Aside from this particular crash PhotoFlow is indeed amazing !

[1] https://dl.dropboxusercontent.com/u/3095134/PC_TRUCCHI/BUG_REPORTS/2016_01_28_logs/log_stamp.txt

Carmelo_DrRaw · January 28, 2017, 11:38am

@Silvio_Grosso I have prepared a new version that is again optimized and without all the verbose output from the clone/stamp tool: Filebin | fs3gyu6ql2ixdz2l

If it works, I will add it to the continuous github release.

Concerning the lag at the beginning of the strokes, I need to investigate it and see if it can be avoided.

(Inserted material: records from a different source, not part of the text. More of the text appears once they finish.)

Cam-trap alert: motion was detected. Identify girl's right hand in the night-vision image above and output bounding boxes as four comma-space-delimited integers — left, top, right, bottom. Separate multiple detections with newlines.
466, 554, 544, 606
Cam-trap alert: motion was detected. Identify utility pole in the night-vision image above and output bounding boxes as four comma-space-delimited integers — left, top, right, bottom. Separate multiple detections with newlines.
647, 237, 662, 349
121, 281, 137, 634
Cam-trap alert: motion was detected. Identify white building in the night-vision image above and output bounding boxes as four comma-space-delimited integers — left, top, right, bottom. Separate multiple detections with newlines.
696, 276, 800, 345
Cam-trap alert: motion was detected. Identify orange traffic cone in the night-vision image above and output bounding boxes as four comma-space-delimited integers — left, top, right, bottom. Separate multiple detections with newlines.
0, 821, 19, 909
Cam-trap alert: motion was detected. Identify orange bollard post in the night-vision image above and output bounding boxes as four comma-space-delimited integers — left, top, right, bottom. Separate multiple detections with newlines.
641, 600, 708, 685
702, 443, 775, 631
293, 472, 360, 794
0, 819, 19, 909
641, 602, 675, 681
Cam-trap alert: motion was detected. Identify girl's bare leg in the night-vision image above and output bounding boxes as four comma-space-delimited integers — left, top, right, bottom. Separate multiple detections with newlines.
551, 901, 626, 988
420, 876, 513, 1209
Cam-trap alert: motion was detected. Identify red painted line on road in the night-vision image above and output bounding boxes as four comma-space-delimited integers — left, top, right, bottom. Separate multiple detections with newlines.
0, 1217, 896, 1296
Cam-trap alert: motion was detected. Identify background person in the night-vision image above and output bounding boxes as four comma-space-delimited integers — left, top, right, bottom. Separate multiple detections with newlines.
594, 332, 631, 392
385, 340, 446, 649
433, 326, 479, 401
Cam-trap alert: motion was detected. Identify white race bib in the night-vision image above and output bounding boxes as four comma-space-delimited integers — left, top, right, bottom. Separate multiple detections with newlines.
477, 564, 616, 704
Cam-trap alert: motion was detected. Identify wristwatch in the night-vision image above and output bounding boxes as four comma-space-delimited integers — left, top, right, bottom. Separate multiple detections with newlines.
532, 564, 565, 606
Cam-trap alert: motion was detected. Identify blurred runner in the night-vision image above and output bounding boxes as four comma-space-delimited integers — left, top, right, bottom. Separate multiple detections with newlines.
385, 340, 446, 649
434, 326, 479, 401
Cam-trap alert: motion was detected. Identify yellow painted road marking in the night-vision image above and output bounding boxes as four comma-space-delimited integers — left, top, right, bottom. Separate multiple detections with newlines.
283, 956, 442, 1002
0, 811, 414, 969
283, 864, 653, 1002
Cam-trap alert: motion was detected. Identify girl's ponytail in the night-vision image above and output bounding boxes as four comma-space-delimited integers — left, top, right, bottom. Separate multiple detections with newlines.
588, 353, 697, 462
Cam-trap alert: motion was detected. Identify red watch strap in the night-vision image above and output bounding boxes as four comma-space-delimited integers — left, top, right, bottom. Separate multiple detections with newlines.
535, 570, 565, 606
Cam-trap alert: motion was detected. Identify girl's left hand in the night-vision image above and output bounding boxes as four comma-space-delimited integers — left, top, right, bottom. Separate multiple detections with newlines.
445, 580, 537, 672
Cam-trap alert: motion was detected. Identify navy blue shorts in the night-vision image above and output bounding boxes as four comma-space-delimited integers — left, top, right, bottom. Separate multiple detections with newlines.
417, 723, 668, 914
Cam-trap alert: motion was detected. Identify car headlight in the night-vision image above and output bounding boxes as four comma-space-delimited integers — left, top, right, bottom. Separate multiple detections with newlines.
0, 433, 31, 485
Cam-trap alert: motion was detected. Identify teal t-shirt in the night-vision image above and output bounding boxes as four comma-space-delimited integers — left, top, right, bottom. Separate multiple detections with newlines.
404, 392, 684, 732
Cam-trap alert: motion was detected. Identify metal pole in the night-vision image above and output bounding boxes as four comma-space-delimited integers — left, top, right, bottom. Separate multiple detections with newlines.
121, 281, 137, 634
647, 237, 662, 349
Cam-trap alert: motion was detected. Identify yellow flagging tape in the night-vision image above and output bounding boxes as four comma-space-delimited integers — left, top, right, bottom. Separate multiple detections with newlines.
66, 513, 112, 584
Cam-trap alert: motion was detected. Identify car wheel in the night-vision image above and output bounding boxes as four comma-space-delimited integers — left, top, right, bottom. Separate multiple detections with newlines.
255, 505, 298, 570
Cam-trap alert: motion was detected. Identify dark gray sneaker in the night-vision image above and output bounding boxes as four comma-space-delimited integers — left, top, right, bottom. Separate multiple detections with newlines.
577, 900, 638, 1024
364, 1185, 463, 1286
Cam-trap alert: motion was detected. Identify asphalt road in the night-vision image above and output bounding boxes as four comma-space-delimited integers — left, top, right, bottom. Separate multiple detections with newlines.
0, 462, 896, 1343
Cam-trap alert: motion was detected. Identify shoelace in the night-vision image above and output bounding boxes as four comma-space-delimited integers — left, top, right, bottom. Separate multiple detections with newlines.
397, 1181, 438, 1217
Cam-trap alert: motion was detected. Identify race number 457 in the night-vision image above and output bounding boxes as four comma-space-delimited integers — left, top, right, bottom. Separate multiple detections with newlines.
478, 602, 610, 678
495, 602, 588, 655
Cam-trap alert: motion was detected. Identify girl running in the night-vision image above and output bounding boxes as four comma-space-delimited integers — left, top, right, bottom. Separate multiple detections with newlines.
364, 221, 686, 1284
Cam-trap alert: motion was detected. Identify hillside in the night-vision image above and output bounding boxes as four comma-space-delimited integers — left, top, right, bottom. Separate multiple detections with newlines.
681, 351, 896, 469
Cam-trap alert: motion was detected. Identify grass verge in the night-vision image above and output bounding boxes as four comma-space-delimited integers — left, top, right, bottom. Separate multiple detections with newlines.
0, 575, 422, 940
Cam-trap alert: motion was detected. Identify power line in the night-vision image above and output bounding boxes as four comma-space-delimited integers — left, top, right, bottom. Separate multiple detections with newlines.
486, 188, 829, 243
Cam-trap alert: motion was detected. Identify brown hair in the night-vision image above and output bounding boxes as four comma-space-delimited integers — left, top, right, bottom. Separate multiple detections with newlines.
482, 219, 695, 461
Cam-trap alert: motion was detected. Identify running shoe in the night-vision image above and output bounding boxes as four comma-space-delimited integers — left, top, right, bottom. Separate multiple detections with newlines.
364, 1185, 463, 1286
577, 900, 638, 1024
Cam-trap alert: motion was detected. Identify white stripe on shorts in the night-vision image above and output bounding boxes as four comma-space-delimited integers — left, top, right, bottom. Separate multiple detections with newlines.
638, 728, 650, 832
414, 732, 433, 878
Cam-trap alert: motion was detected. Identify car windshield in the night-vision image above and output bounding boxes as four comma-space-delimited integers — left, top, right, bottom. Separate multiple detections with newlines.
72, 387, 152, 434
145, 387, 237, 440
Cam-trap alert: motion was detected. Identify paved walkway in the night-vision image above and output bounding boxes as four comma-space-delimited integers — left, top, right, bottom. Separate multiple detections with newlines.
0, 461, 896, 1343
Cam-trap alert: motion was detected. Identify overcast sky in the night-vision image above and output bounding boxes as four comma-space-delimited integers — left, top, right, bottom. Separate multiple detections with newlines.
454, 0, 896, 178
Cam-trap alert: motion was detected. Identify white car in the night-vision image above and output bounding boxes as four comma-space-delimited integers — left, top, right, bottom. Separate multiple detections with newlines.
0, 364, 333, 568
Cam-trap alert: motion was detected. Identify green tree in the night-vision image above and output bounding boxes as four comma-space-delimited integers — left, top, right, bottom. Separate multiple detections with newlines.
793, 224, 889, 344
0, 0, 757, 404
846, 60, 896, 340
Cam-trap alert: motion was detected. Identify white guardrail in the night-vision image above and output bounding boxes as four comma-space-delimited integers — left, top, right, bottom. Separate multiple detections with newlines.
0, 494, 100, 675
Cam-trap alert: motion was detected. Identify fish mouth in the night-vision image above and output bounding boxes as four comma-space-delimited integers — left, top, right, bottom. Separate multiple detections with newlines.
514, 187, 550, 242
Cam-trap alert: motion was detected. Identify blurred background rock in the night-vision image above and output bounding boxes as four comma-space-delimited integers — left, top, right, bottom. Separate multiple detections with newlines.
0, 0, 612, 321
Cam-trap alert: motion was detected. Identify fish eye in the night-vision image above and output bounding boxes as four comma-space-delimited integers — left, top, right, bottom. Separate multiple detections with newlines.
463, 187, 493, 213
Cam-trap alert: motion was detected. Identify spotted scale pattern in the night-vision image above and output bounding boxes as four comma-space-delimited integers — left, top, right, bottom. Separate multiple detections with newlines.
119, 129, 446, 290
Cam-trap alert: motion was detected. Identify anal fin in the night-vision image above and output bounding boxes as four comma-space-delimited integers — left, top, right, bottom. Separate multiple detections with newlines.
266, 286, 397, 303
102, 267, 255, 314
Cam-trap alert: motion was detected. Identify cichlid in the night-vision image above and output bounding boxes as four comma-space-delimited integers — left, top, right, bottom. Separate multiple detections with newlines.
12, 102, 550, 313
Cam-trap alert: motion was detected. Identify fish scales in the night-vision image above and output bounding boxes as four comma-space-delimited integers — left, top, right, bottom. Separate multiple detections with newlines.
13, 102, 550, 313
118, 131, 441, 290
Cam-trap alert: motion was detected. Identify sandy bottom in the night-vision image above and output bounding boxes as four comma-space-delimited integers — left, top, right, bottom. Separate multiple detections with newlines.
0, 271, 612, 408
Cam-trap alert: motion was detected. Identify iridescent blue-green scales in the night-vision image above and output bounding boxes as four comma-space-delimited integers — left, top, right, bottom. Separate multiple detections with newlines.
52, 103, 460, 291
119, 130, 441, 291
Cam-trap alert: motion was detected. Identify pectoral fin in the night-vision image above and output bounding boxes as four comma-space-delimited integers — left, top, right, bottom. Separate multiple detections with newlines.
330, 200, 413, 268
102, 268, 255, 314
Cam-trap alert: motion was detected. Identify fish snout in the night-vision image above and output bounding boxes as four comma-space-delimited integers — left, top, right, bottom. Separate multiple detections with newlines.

Silvio_Grosso · January 28, 2017, 12:10pm

Hello,

Just tested today’s build on:
Windows 7 - 64 bit
CPU : Intel I7
RAM: 8 gb
GPU: Nvidia graphic card
The Raw Nef D700 image tested is around 9 Mb big

The crash as usual occurs only if you really want to unleash it because now PhotoFlow is much more robust at this regard

Here is the txt log [1] and the video [2] I have recorded with my steps (they are completely on random on the image just to force PhotoFlow to crash…)

I suppose the lag to apply the clone action to the image is due to my hardware which is not simply powerful enough. With smaller jpeg images I would opt for Gimp…

[1] https://dl.dropboxusercontent.com/u/3095134/PC_TRUCCHI/BUG_REPORTS/2016_01_28_logs/crash_clone_stamp_windows_7.txt
[2] https://dl.dropboxusercontent.com/u/3095134/PC_TRUCCHI/BUG_REPORTS/2016_01_28_logs/PHOTOFLOW_20170128_STAMP_CLONE_CRASH.avi

Silvio_Grosso · January 28, 2017, 6:01pm

Hello,

Another worse problem related to PhotoFlow (today’s version 20170128):
It is always unable to restore any image which has previously crashed due to the clone stamp tool.
In essence, none of my images are able to being restored with the actions made with the clone tool before it crashed PhotoFlow.

To reproduce this (Windows 7 - 64 bit):

open a Raw Nef image (D700) and work with the clone stamp tool until PhotoFlow crashes;
Restart PhotoFlow and open the same image;
Click Ok to restore the same image;
Do something with other different tools (e.g. > basic editing): sooner or later PhotoFlow always crashes.

To avoid this crash and finally save your image you must delete all changes done with the clone stamp tool (by simpling unchecking the stamp tool option from the layer stack).

Here is the log text file [1] and the ancillary video with all my steps [2].

[1] https://dl.dropboxusercontent.com/u/3095134/PC_TRUCCHI/BUG_REPORTS/2016_01_28_logs/crash_recovery_failing_log.txt
[2] https://dl.dropboxusercontent.com/u/3095134/PC_TRUCCHI/BUG_REPORTS/2016_01_28_logs/PHOTOFLOW_20170128_CLONE_STAMP_RESTORING_FAILING.avi

assaft · January 28, 2017, 11:58pm

OK, and how does the caching work? do you cache the output of each chunk of each layer?

Regarding the number of threads being used - last time I tried to run with gdb there were still hundreds of messages about thread creation and termination.

About the latest Windows build, I’ll try to find time to check it soon.